[MDEV-12838] Wrong results with materialization=on (with subquery and joins) Created: 2017-05-18  Updated: 2020-08-25  Resolved: 2017-06-07

Status: Closed
Project: MariaDB Server
Component/s: Optimizer
Affects Version/s: 5.5, 10.0, 10.1, 10.0.30, 10.1.23, 10.2.5, 10.2
Fix Version/s: 10.1.25, 5.5.57, 10.0.32, 10.2.7

Type: Bug Priority: Critical
Reporter: Chris Calender (Inactive) Assignee: Igor Babaev
Resolution: Fixed Votes: 1
Labels: None

Attachments: File test_case_obfuscated.sql    
Issue Links:
Duplicate
duplicates MDEV-13296 Incorrect result without an index hint Closed
Relates
relates to MDEV-16751 Server crashes in st_join_table::clea... Closed

 Description   

With optimizer_switch materialization=on, the following test case fails with wrong results in MariaDB (tested 10.0.30, 10.1.23, and 10.2.5). This works with MySQL 5.6 and 5.7, and also with MariaDB if you set materialization=off.

Here is sample output from the sql file (attached) when piped into MariaDB 10.2.5:

>mysql -uroot -pxxx -P3317 -e"select @@version\Gselect @@optimizer_switch\G"
*************************** 1. row ***************************
@@version: 10.2.5-MariaDB
*************************** 1. row ***************************
@@optimizer_switch: index_merge=on,index_merge_union=on,index_merge_sort_union=on,index_merge_intersection=on,index_merge_sort_intersection=off,engine_condition_pushdown=off,index_condition_pushdown=on,derived_merge=on,derived_with_keys=on,
firstmatch=on,loosescan=on,materialization=on,in_to_exists=on,semijoin=on,partial_match_rowid_merge=on,partial_match_table_scan=on,subquery_cache=on,mrr=off,mrr_cost_based=off,mrr_sort_keys=off,outer_join_with_cache=on,semijoin_with_cache=
on,join_cache_incremental=on,join_cache_hashed=on,join_cache_bka=on,optimize_join_buffer_size=off,table_elimination=on,extended_keys=on,exists_to_in=on,orderby_uses_equalities=on,condition_pushdown_for_derived=on

C:\>mysql -uroot -pxxx -P3317 < test_case_obfuscated.sql
assignment_group
ebb4620037332000158bbfc8bcbe5d89

C:\>mysql -uroot -pxxx -P3317 -e"set @@global.optimizer_switch='materialization=off'"

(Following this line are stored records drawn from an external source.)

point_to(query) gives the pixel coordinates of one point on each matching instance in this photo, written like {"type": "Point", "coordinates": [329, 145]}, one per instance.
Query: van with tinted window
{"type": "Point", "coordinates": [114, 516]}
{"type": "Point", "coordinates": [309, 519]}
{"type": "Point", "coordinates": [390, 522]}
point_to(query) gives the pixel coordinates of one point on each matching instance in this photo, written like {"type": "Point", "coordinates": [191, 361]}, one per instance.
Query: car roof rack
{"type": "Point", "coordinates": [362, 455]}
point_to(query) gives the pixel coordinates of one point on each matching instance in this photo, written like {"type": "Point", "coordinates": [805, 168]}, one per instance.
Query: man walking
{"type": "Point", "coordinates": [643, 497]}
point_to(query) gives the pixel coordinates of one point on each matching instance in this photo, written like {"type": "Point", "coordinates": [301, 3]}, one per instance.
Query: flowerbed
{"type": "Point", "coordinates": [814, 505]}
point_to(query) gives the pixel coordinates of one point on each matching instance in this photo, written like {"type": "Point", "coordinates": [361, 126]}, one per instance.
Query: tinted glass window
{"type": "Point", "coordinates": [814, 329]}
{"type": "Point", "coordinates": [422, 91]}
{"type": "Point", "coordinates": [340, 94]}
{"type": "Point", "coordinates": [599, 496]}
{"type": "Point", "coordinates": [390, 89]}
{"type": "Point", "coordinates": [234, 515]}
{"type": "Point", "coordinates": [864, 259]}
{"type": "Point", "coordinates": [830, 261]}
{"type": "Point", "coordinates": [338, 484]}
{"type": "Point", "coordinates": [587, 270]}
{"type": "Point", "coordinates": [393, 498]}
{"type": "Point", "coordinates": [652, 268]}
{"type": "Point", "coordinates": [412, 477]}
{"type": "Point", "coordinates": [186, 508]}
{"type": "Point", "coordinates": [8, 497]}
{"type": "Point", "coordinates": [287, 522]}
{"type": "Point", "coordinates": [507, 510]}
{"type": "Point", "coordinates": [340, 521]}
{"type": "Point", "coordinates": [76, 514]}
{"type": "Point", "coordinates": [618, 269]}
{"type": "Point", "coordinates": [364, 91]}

C:\>mysql -uroot -pxxx -P3317 -e"select @@version\Gselect @@optimizer_switch\G"
*************************** 1. row ***************************
@@version: 10.2.5-MariaDB
*************************** 1. row ***************************
@@optimizer_switch: index_merge=on,index_merge_union=on,index_merge_sort_union=on,index_merge_intersection=on,index_merge_sort_intersection=off,engine_condition_pushdown=off,index_condition_pushdown=on,derived_merge=on,derived_with_keys=on,
firstmatch=on,loosescan=on,materialization=off,in_to_exists=on,semijoin=on,partial_match_rowid_merge=on,partial_match_table_scan=on,subquery_cache=on,mrr=off,mrr_cost_based=off,mrr_sort_keys=off,outer_join_with_cache=on,semijoin_with_cache=
on,join_cache_incremental=on,join_cache_hashed=on,join_cache_bka=on,optimize_join_buffer_size=off,table_elimination=on,extended_keys=on,exists_to_in=on,orderby_uses_equalities=on,condition_pushdown_for_derived=on

C:\>mysql -uroot -pxxx -P3317 < test_case_obfuscated.sql
assignment_group
ebb4620037332000158bbfc8bcbe5d89
ec70316637232000158bbfc8bcbe5d60
3120fd2637232000158bbfc8bcbe5d42
e08fad2637232000158bbfc8bcbe5d39



 Comments   
Comment by Igor Babaev [ 2017-05-22 ]

First of all it makes sense to simplify the offending query:

  • the ORDER BY clause does not matter here, so it's removed
  • LEFT JOIN is converted INNER JOIN because anyway the optimizer performs this conversion
  • all INNER JOINS are removed.
    Ultimately we have the following query

    SELECT sm_m2m_group_dependency0.assignment_group
    FROM sm_m2m_group_dependency sm_m2m_group_dependency0, sys_user_group sys_user_group1
    WHERE sm_m2m_group_dependency0.assignment_group = sys_user_group1.sys_id AND
          sm_m2m_group_dependency0.dispatch_group IN
          (SELECT sys_user_grmember0.group
           FROM sys_user_grmember sys_user_grmember0, sys_user_group sys_user_group1_i
           WHERE sys_user_grmember0.group = sys_user_group1_i.sys_id AND 
                 sys_user_group1_i.type LIKE '59e22fb137032000158bbfc8bcbe5d52' AND
                 sys_user_grmember0.user = '86826bf03710200044e0bfc8bcbe5d79');
    

    that still returns a wrong result with 'materialization=on'.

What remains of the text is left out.